The Rundown: Cubs Need Course Correction, Playoff Chances Dwindling, Hultzen Makes MLB Debut

If you feel like the Cubs’ opportunity to make this year’s playoffs is starting to fade as quickly as this summer has, you’re not alone. Yesterday’s 8-5 loss to the Brewers reduced their probability to win the division to 17.5% and their overall likelihood of making the playoffs to 63.6%. Meanwhile, up here in Milwaukee, baseball fans think the Brewers have a great chance of running the table much like they did last year.

On paper, the Brew City Bombers don’t compare with Chicago, but on the field, they’re far superior to the Cubs. That’s been the North Siders’ problem all season. One would think after sweeping the Mets in New York two weeks ago, beating the likes of Marcus Stroman, Noah Syndergaard, and Jacob deGrom in doing so, that the Cubs are good enough to beat anybody. But then they lost five of seven to a Brewers team that threw Chase Anderson, Zach Davies, and Gio González at them.

Joe Maddon said that the Cubs “expand the strike zone” against average or worse pitchers, and the way they approach González proves he’s right. But if that’s the case, he’s really saying the team is ill-prepared and lacks focus far too often. That’s at least partly attributable to a manager who seems incredibly laid back at times. And though I suppose you have to give Maddon credit for keeping his cool through what fans perceive as chaos, it sure would be nice to see a little fire, and maybe a little consistency.

Other than Steve Cishek and Craig Kimbrel, I’d bet if you asked any reliever on this team if he has a specific role, he couldn’t answer you. Even Derek Holland, who is supposed to be a lefty specialist only, isn’t always deployed as such. The same is true with the lineup, where almost everybody has been used as a leadoff hitter and players are frequently moved up and down in the order depending on Maddon’s whims and premonitions. It all adds up to one hot mess.

Is replacing Maddon the answer? I don’t know for sure, but I think so. The Cubs have little fight right now, and if they don’t find the urgency these last three weeks that Theo Epstein promised us going all the way back to last October, then I imagine we’ll truly see a reckoning this winter.

Cubs News & Notes

How About That!

The Red Sox, like the Cubs, have vastly underachieved this season. Shortly after midnight this morning, Boston’s ownership group revealed that they’ve parted ways with president of baseball operations Dave Dombrowski. A formal announcement on Dombrowski’s departure will come today.

Astros starter Gerrit Cole joined Hall of Famer Pedro Martínez (1999) as the only pitchers in MLB history to strike out 14 or more batters in three consecutive games. Cole fanned 15 in Houston’s 21-1 win over the Mariners yesterday.

White Sox shortstop Tim Anderson has gotten some attention the last couple of days as he emerged with enough plate appearances to qualify for the AL batting title. He’s in a concurrent chase: The record for fewest walks by a batting champion is 16, set by Zack Wheat in 1918. Anderson has 11.

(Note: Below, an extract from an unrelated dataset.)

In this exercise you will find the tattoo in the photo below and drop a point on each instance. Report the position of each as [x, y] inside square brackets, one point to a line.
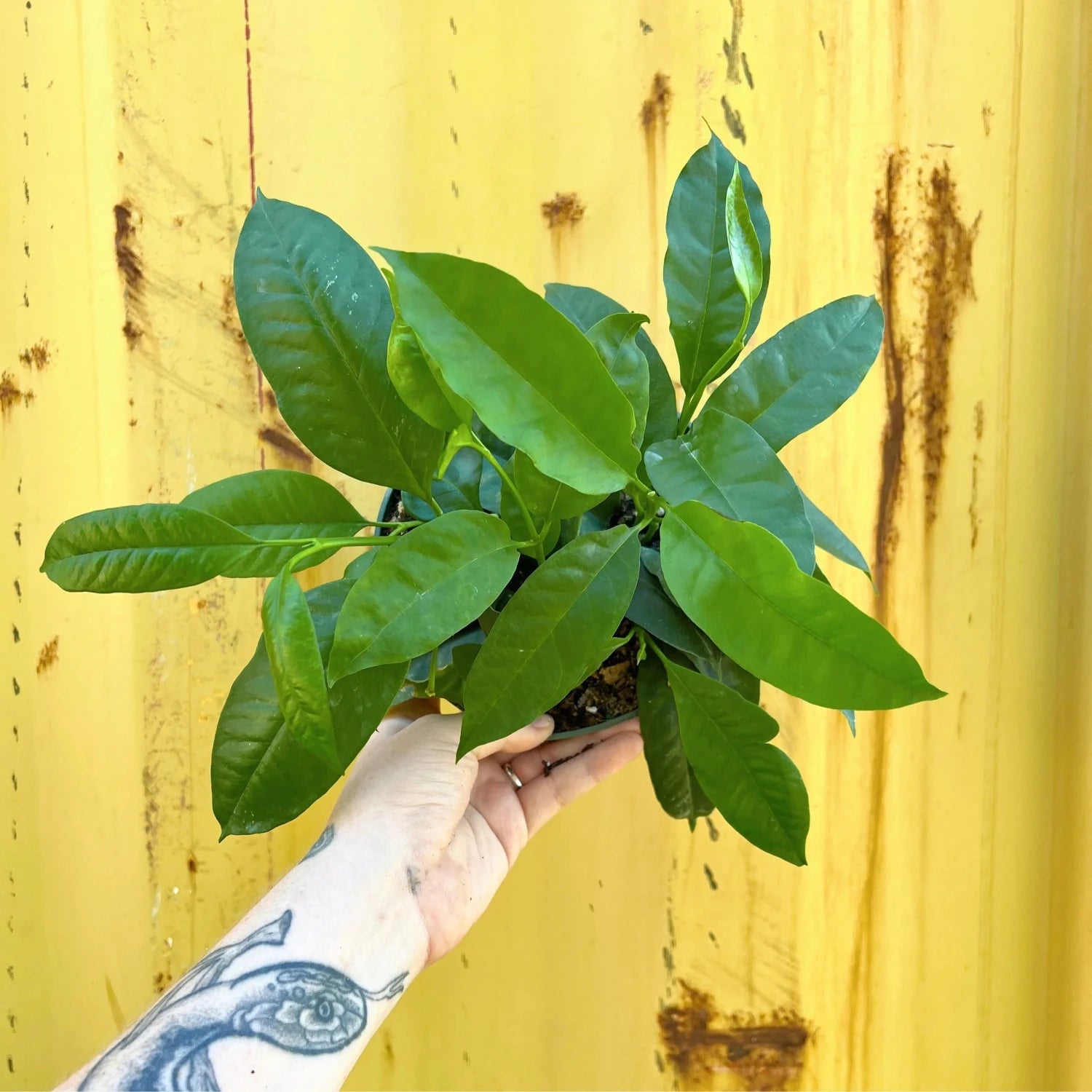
[325, 839]
[303, 1008]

Rangers starter Mike Minor has quietly accumulated a 7.6 WAR this season.

The Dodgers’ magic number to win the NL West is now down to two after Los Angeles beat the Giants 5-0 yesterday.

Sunday’s Three Stars

  1. Gerrit Cole – The free-agent-to-be celebrated his 29th birthday with 15 punchouts in eight innings, making Seattle batters look absolutely helpless in the process. Cole exited the game with the Astros up by 20 runs on the Mariners.
  2. Yordan Álvarez – The rookie outfielder had a big day as well, plating six runs thanks to three doubles. Alvarez has to be considered the favorite to win the AL Rookie of the Year Award. He’s now slashing .314/.409/1.064 with 22 home runs and 70 RBI in just 70 games for Houston.
  3. Sandy Alcantara – The Marlins ace earned his second complete game shutout of the season, blanking the Royals 9-0. Alcantara had eight strikeouts and allowed just four singles and two walks.

Extra Innings

They Said It

  • “There is only one way to deal with moments like these and that’s in the moment. Anxiety lives in the future. You have to stay right here, right now. Things can change just as quickly. We can win the first 3 games in San Diego, easily, Other teams can lose. You just have to take care of yourself. I don’t see any panic in [our players] eyes. We have to pitch well. We have to be more offensive. Stay in the zone.” – Joe Maddon
  • “I got a lot of great advice from a lot of these guys. Not fighting the adrenaline. But this is life, what you’ve worked for. Just embrace it.” – Danny Hultzen

Monday Walk Up Song

Ventura Highway by America. Tell me, how long you gonna stay here Joe? A little Yacht Rock for the trip to San Diego.